Ableism can be defined as: “discrimination and social prejudice against people with disabilities or who are perceived to have disabilities.” As is often the case, when we look at the word able, we tend to find a complicated set of qualities. For example, I looked up the word able in a convenient Portuguese-English dictionary to see how it was translated and saw words like capability and ability connected with able. Like many people, I have a rather complex relationship with the expectations of society when it comes to ability and capability. I have seen a great many people struggle with the limitations that come with receiving disability when it comes to the income that one is able to make or the amount of savings for the future one is allowed to collect. I have struggled with the tension between our general lack of interest as a society and an age to look at things from the perspective of others along with the demand that other people restructure the way that things are done in order to make things easier for those who struggle.
Life is full of trade-offs. I happen to be left handed, and I am regularly faced with the reality that the world is not made for my convenience, even if it cannot really be blamed for it. Writing is more awkward, opening doors and engaging in social customs like shaking hands come with the reminder that I have to do them with my off hand because other people will do them right handed. When going out to eat in groups I look for particular seats that allow me to eat comfortably without elbowing people next to me, and so on. When I was in college, I was amused by the fact that many of the lecture halls where I had classes had one or two left-handed desks, and I would seek these out knowing that at least for once I would be able to write my notes without hurting my arm from lacking the armrest that most of my classmates likely took for granted. Yet at the same time it is easy to see why doors and restaurants and universities tend to take for granted that most students are right-handed, since the world is made by people who take the right-handed perspective as a given and then grouse about the special accommodations that must occasionally be made for those who are not right handed and for whom the general perspective is an alien and sometimes a clumsy and awkward one.
It is unproductive, I think, to blame other people for not being aware of our perspectives when we present them with different and novel ways at viewing life and different issues that we struggle with and different needs that we have. After all, we are aware of such matters only because of our experiences. I am reasonably certain, knowing myself, that I would not be sensitive to the concerns of left-handed people if I was not one. I would not ponder the consequences of anxiety or PTSD on the work environment if that was not something I had to deal with. I would not be irritated by mobility and accessibility issues if I did not personally have to struggle with them on days when my gouty foot is acting up. And there are a great many things I do not have to deal with and do not therefore better understand. That said, the world is full of inequalities. We all possess wildly different abilities, and a large part of living a happy and productive life is knowing our abilities (and disabilities) and seeking the insights we gain from those experiences which isolate us from others as well as using our abilities to seek niches where we can do wonderful and productive things that are of benefit to ourselves and those around us.
This is not an easy task, though.

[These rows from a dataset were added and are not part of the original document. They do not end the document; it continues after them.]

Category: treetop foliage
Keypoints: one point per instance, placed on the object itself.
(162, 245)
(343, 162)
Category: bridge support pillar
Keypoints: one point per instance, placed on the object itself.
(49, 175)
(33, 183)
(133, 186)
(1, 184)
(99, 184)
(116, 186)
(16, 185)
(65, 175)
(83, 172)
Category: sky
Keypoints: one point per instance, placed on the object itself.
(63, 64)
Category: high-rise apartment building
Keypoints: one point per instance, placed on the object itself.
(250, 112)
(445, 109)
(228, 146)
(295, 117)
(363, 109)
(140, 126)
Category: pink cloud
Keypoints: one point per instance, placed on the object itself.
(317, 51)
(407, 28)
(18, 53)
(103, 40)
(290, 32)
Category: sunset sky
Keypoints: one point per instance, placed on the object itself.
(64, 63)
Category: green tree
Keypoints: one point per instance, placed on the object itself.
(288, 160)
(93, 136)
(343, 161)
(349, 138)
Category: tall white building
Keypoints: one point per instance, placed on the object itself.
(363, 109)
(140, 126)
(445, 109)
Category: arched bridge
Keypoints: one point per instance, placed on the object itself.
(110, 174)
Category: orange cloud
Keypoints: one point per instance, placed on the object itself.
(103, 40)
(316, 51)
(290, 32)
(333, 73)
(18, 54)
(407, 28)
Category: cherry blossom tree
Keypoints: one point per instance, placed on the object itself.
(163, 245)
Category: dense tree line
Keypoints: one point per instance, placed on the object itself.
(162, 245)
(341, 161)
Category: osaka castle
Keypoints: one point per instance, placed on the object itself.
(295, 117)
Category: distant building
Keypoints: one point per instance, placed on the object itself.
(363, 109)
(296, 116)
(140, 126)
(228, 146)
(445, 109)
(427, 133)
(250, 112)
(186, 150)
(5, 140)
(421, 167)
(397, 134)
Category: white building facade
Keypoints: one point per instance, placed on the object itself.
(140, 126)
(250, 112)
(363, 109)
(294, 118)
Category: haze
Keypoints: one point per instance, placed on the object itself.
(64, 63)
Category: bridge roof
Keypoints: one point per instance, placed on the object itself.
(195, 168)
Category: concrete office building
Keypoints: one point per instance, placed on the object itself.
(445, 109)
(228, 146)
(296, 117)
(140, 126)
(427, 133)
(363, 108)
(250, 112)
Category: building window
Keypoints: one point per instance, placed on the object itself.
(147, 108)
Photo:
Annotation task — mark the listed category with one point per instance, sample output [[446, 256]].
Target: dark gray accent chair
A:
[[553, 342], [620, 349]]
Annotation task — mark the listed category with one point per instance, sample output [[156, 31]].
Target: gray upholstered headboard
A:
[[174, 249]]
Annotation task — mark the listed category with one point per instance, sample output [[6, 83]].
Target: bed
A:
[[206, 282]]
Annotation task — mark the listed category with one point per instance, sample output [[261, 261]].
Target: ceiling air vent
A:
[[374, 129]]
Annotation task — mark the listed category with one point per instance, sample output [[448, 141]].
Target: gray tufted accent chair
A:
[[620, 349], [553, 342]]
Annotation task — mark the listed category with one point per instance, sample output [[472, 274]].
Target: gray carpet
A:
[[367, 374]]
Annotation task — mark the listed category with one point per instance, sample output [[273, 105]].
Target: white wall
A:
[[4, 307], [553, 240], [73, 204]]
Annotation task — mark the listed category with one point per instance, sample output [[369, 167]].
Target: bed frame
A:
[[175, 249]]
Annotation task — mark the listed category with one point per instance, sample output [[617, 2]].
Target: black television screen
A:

It is hard to know and be able to come up with a coherent perspective about what we want out of life. On the one hand, we may wish for our disabilities to remove from us burdensome and difficult and frustrating tasks or expectations that we do not do well in, but at the same time we may want others to make accommodations to our lack so that we are able to better compete. And others too find it difficult to determine whether the accommodations being sought are reasonable or not. The knowledge that someone is productive, despite being odd or unusual, tends to encourage a more generous attitude, while attitudes are generally less gracious and generous to those who have less to offer and who provide less that is of obvious benefit to others. Whether or not this is unfair, it is very easy for our age, focused as it is on cost-benefit analysis, to engage in the same practice when looking at how we accommodate other people. Those who mean a lot to us or those who are of great service or benefit to us in some fashion will find it easier to have their concerns addressed, and those who are less pleasant to deal with and who make more demands on us will find it more difficult to be heard and attended to. Likewise, those who are able to frame their appeals in a way that reflects their understanding of our perspectives and thought processes will fare better than those who expect us to cater to them without repaying the respect in kind.
Since many of us have a hard time knowing exactly what would be helpful to others, sometimes it can be most useful to simply be observant to those who are having a difficult time. If someone comes into your restaurant hobbling badly, perhaps a quick thinking host might look for a table or booth that requires a lot less walking. If some of us can often be space cadets when it comes to being observant of those around us, noticing others and acting in ways to serve them in the moment can be an effective way to deal with the problems of life. And perhaps if we get to know people better we may find that they are able to open up about the aspects of the world we take for granted that present them with special difficulties. If the solutions to these difficulties are not always obvious or easy to accomplish, at the very least the knowledge that the way we operate is not something that everyone can take for granted should at least give us some sense of understanding about what others have to deal with. Everyone struggles in some fashion. All lives and all abilities and all perspectives carry with them something that makes life difficult or unpleasant, and the better we are able to recognize struggle as a universal human experience, the more we are able to be kinder to those who happen to struggle in different ways than we do.